Note the use of should, because unfortunately it doesn’t look like std.Build.Step.Run currently properly caches and watches directory input arguments, so what I suggested might not work after all. It might work if you manually also call run_step.step.addDirectoryWatchInput() for each input directory argument, but I have not actually tried this in practice.

3 Likes

Oh I see, however don’t running a sub-program that only takes a directory with run_step.addDirectoryArg() mean that the command will get called every time the directory changes, and thus it would rebuild all my assets instead of only the one that have actually changed ?

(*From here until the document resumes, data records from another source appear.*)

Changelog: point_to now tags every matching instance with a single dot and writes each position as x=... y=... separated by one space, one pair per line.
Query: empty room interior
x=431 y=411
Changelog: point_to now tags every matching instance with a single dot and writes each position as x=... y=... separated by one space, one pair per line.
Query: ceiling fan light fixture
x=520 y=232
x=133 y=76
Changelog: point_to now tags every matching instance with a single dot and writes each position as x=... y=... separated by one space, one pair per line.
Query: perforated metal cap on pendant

yup, as long as you make sure to use the file arg input/output functions you should be fine. Not sure why they are complaining about std.process I explicitly stated to use the build systems system command utilities.
the only reason i said to use std.fs is because the build system doesnt provide a way that is as fine grained, as you said it would be annoying if you rebuilt every asset when only one changed

Unfortunately, this is where you have to make a choice between explicitly specifying each file individually, which is fast and only rebuilds what is needed but may result in added files not being detected and removed files causing errors, or watching an entire directory tree, which should properly handle added/removed files but will rebuild everything even if just a single file in that directory tree changes (which will also quickly bloat the cache).

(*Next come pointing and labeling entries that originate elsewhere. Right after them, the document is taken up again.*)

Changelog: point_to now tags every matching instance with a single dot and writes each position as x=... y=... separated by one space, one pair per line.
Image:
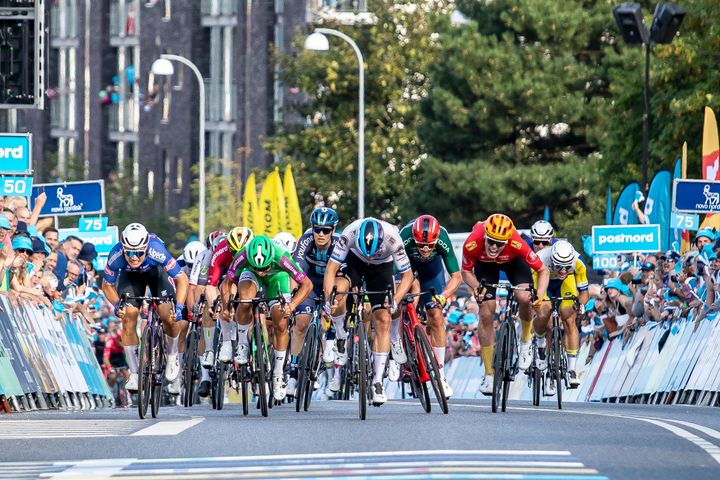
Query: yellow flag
x=250 y=208
x=280 y=213
x=268 y=215
x=292 y=205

I don’t know if the lack of support for globbing in the build system is an intentional design decision or something that is planned to be solved for in the future, but it should be noted that several prominent modern build systems with a heavy emphasis on performance, for example Meson, don’t support globbing because scanning a directory tree for changes is slow and unreliable.

I don’t know what your workflow is, but if adding or removing assets is a thing that happens infrequently, I would personally probably bite the bullet and list each file individually. It’s the fastest and most cache-friendly option. On 0.14.0-dev, with support for @importing ZON files, you could even have this “asset manifest” in a different file from the build.zig, if having them be separate makes things cleaner and easier to work with.

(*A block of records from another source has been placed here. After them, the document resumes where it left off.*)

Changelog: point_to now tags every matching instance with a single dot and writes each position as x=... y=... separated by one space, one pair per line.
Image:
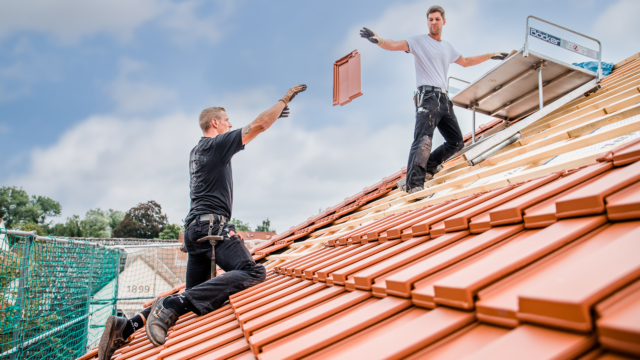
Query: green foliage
x=266 y=226
x=116 y=218
x=69 y=229
x=240 y=225
x=171 y=231
x=29 y=226
x=145 y=221
x=17 y=207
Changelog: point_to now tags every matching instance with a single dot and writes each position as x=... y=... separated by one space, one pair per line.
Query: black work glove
x=499 y=56
x=284 y=113
x=292 y=93
x=369 y=35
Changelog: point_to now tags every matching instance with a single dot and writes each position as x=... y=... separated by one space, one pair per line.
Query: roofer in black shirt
x=211 y=202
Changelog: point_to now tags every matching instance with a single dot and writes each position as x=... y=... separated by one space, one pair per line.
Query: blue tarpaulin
x=593 y=66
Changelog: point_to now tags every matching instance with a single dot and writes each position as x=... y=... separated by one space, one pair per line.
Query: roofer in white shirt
x=432 y=57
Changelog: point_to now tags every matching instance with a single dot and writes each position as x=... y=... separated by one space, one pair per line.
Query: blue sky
x=99 y=100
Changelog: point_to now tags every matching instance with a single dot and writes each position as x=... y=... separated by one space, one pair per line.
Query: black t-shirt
x=210 y=172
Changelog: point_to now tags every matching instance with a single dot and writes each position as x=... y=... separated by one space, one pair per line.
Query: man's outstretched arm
x=475 y=60
x=387 y=44
x=269 y=116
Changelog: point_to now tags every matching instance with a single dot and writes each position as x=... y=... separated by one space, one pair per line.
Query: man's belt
x=425 y=88
x=208 y=217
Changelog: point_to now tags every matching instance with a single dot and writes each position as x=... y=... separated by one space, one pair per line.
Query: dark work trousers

I used std.process as an example because I’ve seen people do things like running git rev-parse inline for version numbers. The main reason I discourage against using APIs that access the host is because there are plans to run build.zig scripts in a WASM sandbox as well as separate the “configure” and “build” phases into two distinct processes by serializing the build graph, so it’s probably unwise to rely on methods that will almost certainly stop working in the future. Your build.zig should ideally be as “pure” as possible.

The two things are not necessarily mutually exclusive. I think it would make sense to have the build system let you add entries to the list of watched directories.

That said it’s true that this is currently not supported AFAIK.

What if we create a zig program that used the existing cache functionality to create a manifest for one specific directory (I think the manifest is basically an index that also contains a hash of all the hashes?).

Wouldn’t that file then only change if any of the contents of that directory change?

And then a dependent build step could read that manifest file and create an embedding of all the files.

Just a thought, maybe somebody can try it out, or point out why it may not work.


Maybe std.Build.Step.writeManifestAndWatch or std.Build.Cache.Manifest.addListOfFiles could be used? I currently haven’t looked into the implementation enough to fully understand how it works or is meant to be used…

But when I look at manifest in the docs it seems to me as if manifests could be used to solve the multiple files syncronization problem, similar to how it already seems to be used to manage packages? But my understanding is lacking and it would be good to have the perspective of somebody who has worked on the build system internals.